Wrong, according to a groundbreaking study published in PLoS One. Researchers asked patients suffering from irritable bowel syndrome (a common, hard-to-treat disorder with mostly subjective symptoms) to take placebo pills twice a day. They told participants that the pills had no active ingredients, but—this is key—they also explained that placebos can improve IBS symptoms "through mind-body self-healing processes."
By the end of the three-week trial, 59 percent of pill takers (vs. 35 percent of controls) reported adequate relief. The placebo also doubled the degree of symptom reduction and improvement in quality of life.
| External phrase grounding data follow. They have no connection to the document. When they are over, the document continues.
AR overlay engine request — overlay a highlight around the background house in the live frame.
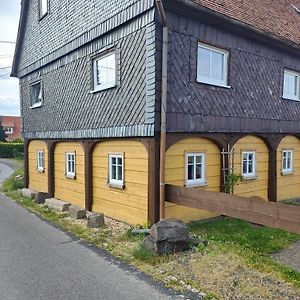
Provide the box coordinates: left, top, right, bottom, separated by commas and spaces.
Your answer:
0, 115, 21, 142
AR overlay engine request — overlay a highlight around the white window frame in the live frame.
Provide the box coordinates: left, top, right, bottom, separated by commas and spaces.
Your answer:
4, 127, 14, 134
108, 154, 124, 188
282, 150, 294, 175
185, 153, 206, 187
197, 42, 229, 88
92, 51, 116, 92
283, 69, 300, 101
30, 82, 43, 108
242, 151, 256, 178
65, 152, 76, 179
37, 150, 44, 172
39, 0, 48, 18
http://www.psychologytoday.com/collections/201201/the-placebo-effect/wising-dummy-pills
The actual study:
http://www.plosone.org/article/info:doi/10.1371/journal.pone.0015591
Methods
Two-group, randomized, controlled three week trial (August 2009-April 2010) conducted at a single academic center, involving 80 primarily female (70%) patients, mean age 47±18 with IBS diagnosed by Rome III criteria and with a score ≥150 on the IBS Symptom Severity Scale (IBS-SSS). Patients were randomized to either open-label placebo pills presented as “placebo pills made of an inert substance, like sugar pills, that have been shown in clinical studies to produce significant improvement in IBS symptoms through mind-body self-healing processes” or no-treatment controls with the same quality of interaction with providers. The primary outcome was IBS Global Improvement Scale (IBS-GIS). Secondary measures were IBS Symptom Severity Scale (IBS-SSS), IBS Adequate Relief (IBS-AR) and IBS Quality of Life (IBS-QoL).
Findings
Open-label placebo produced significantly higher mean (±SD) global improvement scores (IBS-GIS) at both 11-day midpoint (5.2±1.0 vs. 4.0±1.1, p<.001) and at 21-day endpoint (5.0±1.5 vs. 3.9±1.3, p = .002). Significant results were also observed at both time points for reduced symptom severity (IBS-SSS, p = .008 and p = .03) and adequate relief (IBS-AR, p = .02 and p = .03); and a trend favoring open-label placebo was observed for quality of life (IBS-QoL) at the 21-day endpoint (p = .08).
Conclusion
Placebos administered without deception may be an effective treatment for IBS. Further research is warranted in IBS, and perhaps other conditions, to elucidate whether physicians can benefit patients using placebos consistent with informed consent.